2 FEMALE PATTERN HAIR LOSS (FPHL)
3 ANDROGENETIC ALOPECIA
4 TRACTIONAL ALOPECIA
5 CHRONIC TELOGEN EFFLUVIUM
6 HAIR SHAFT DISORDERS
6.1 Loose Anagen Syndrome
6.2 Monilethrix
7 SCARRING ALOPECIA
8 ALOPECIA AREATA
9 CHEMOTHERAPY-INDUCED ALOPECIA (ANAGEN EFFLUVIUM)
9.1 Safety profile
Overall, oral minoxidil is found to be better tolerated with fewer adverse effects. Hypertrichosis was the most common anticipated side effect seen in 20% of patients. Despite this, hypertrichosis was not the reason for discontinuation of the therapy as most of the patients understood it as mild and quite manageable. It should be emphasized that hypertrichosis was a dose-dependent adverse effect per se; more commonly seen with a 5 mg daily dose (more than 50% of the patients) whereas 0.25 mg per day had the lowest incidence (less than 10% of patients).27 However, pragmatic studies with larger sample sizes and longer follow-ups are needed to draw a conclusion and determine the relationship between dose and hypertrichosis. As topical minoxidil induces fast re-entry in the anagen phase of the TABLE 1 hair follicles, provoking a transitory telogen effluvium (TE); similarly increased hair shedding is seen with oral minoxidil lasting 3–6 weeks. Patients should be properly counseled for this anticipated event to avoid premature termination of the therapy. Sinclair et al.28 described this adverse effect in 22 out of 100 patients, yet due to pretherapy counseling, none discontinued the treatment, as well as this hair shedding, stopped after 4–6 weeks in almost all the patients. Acute contact dermatitis seen with topical minoxidil due to propylene glycol is of common occurrence, so, Therianou et al. reported that 0.25 mg twice daily oral minoxidil is a safe and satisfactory alternative in those patients. Cardiovascular side effects were usually minor in nature. Blood pressure monitoring was done in many of the studies, which indicated relatively minor changes7,8 Ramos et al.7 has described that there was no significant difference in the MBP (mean blood pressure) of oral minoxidil group when compared with those using topical minoxidil; however, increased heart rate by 6.5% was observed with oral minoxidil. Postural hypotension was seen in 2% of the patients which was managed with 50 mg of sodium chloride daily as reported by Sinclair et al.6 Pedal edema was reported in 3% of patients, which was more common with 5 mg daily dose. Changes in electrocardiogram were seen in approximately 1% of patients, it was mild in nature and consisted of tachycardia, PVC, and T wave changes in lead 1. However, this was recorded in one study only and other studies did not regularly involve EKG monitoring.29 No severe cardiopulmonary events were found in any of the studies.
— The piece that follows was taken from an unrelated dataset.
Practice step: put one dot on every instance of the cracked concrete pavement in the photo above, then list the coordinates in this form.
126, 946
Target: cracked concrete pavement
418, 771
Newer pharmacokinetic studies regarding minoxidil (oral/ topical) metabolism revealed that intersubjective variability in the activity of sulfotransferase in hepatic (SULT2A1) and follicular (SULT1A1) ultimately yields lower hair regrowth.30 Weak hair growth due to low follicular SULT1A1 cannot be overcome with ML due to low solubility and saturation absorption kinetics but it can be overcome with OM through dose escalation. Sublingual doses of 0.45 and 0.90 mg minoxidil were evaluated by Sinclair et al.31 as the sublingual route bypasses hepatic first-pass metabolism, sublingual minoxidil could be used to increase follicular minoxidil sulfate bioavailability and thus hair growth. As hepatic sulphation of minoxidil enhances the hemodynamic effect, sublingual minoxidil would decrease the hemodynamic adverse effects and consequently improve the safety profile.
10 CONCLUSION
Hair loss of any type always brings apathy in patients. Treatment with low-dose systemic (oral/ sublingual) minoxidil appears to be the newer therapeutic alternative in managing different alopecia with promising outcomes. Reducing the events of side effects by choosing a lower satisfactory dose seems to be the future direction. The future horizon for systemic minoxidil needs to be explored with pragmatic studies.